Re-visiting Kay Scarpetta

Over the last 10 years or so I’ve read all the novels Patricia Cornwell has written and I would put her at the top of my favourite non-chick-lit author list. Seeing as I’m such a fan and seeing as my partner loves CSI on Sunday nights, I thought he might like Cornwell’s Scarpetta series. I have most of the books but not the first one, so purchased and re-read it. Fantastic. So now I’m on a mission to read them all again and at the weekend rummaged through second-hand book stores to get the 3 I didn’t have to complete my series.



  • Post-mortem
  • Body of Evidence
  • All That Remains
  • Cruel and Unusual
  • The Body Farm
  • From Potter’s Field
  • Cause of Death
  • Unnatural Exposure
  • Point of Origin
  • Black Notice
  • The Last Precinct
  • Blow Fly
  • Trace

urbis Landscapes

Yet again I do my proud sister act – my little sister has again been featured in glossy print – this time in urbis Landscapes – very posh! She’s so clever 🙂

One shot

Just steamed my way through One Shot by Lee Child. It’s the latest in a long series of crime/mysteries involving Jack Reacher, an ex-army cop loner brought in by various people to assist with solving crimes. It’s the first I’ve read and was very compelling – same format as all these type of novels: crime committed at the start, rest of the book to solve it, parties to the crime whether actual or suspected have their stories unwound, with the whole thing being revealed in the last two pages.

How to be a Man

Now that Vroom with a View is over I need something else to read. I have a stack of crime/mystery novels but last night I couldn’t be bothered going upstairs to sort through the pile at bedtime, and I knew I wouldn’t be able to stay awake long enough to really get into something, so I rifled through the mixed bag of books on the bedroom bookshelf. Hmmm, O’Rielly texts, World Wide Web Unleased (published 1997!), Icebreaker 2005 catalogue, Holy Blood Holy Grail, Rules of Golf and settled on How to be a Man (by John Birmingham & Dirk Flinthart) – given as a ‘joke’ present to my man last year.

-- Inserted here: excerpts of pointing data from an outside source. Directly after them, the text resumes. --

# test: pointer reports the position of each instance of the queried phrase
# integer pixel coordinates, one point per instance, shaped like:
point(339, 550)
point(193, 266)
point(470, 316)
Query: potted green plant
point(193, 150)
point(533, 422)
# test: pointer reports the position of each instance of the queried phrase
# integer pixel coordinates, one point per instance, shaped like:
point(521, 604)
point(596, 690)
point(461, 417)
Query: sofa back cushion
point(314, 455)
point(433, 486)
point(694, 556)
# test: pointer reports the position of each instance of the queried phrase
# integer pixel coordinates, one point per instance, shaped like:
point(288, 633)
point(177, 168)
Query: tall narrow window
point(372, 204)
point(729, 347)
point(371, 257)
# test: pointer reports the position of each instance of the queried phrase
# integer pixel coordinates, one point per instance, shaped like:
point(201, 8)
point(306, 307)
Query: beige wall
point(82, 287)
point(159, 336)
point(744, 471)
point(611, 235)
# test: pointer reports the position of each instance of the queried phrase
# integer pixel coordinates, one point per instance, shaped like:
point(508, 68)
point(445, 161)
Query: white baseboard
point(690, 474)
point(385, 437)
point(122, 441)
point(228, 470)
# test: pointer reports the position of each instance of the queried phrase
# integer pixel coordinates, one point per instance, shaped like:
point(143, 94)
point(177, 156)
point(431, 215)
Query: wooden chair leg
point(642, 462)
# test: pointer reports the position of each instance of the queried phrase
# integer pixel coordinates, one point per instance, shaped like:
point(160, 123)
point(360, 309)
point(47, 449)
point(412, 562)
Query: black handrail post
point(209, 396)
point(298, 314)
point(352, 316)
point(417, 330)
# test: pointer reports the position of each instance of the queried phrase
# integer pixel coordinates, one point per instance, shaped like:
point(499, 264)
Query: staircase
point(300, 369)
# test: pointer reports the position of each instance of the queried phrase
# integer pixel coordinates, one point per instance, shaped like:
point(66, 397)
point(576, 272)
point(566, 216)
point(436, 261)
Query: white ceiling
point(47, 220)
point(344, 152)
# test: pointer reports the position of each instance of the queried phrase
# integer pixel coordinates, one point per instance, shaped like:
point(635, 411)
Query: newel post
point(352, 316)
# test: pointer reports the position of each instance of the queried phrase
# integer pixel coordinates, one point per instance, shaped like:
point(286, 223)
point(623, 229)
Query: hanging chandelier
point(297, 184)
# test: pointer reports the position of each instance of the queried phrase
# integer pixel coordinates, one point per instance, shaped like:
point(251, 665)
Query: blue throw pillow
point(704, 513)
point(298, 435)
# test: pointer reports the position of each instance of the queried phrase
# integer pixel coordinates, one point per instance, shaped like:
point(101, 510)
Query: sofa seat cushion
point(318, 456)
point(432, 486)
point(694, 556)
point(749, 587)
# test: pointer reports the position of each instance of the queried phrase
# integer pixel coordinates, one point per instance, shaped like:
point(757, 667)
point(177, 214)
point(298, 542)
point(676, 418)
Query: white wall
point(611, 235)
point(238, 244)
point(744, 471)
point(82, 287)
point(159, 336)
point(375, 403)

It was rather amusing, the 2 chapters I skimmed through, but I already knew all that stuff … as I should … but still, interesting to see what men are being ‘told’ … smelly feet are a turn off, choose only cotton socks; scrunch fabric to see if it crinkles before you buy the suit, because if it does it’s cheap; listen when women are talking; don’t fart and think it’s hilarious … I think I’ll start a crime novel tonight after all!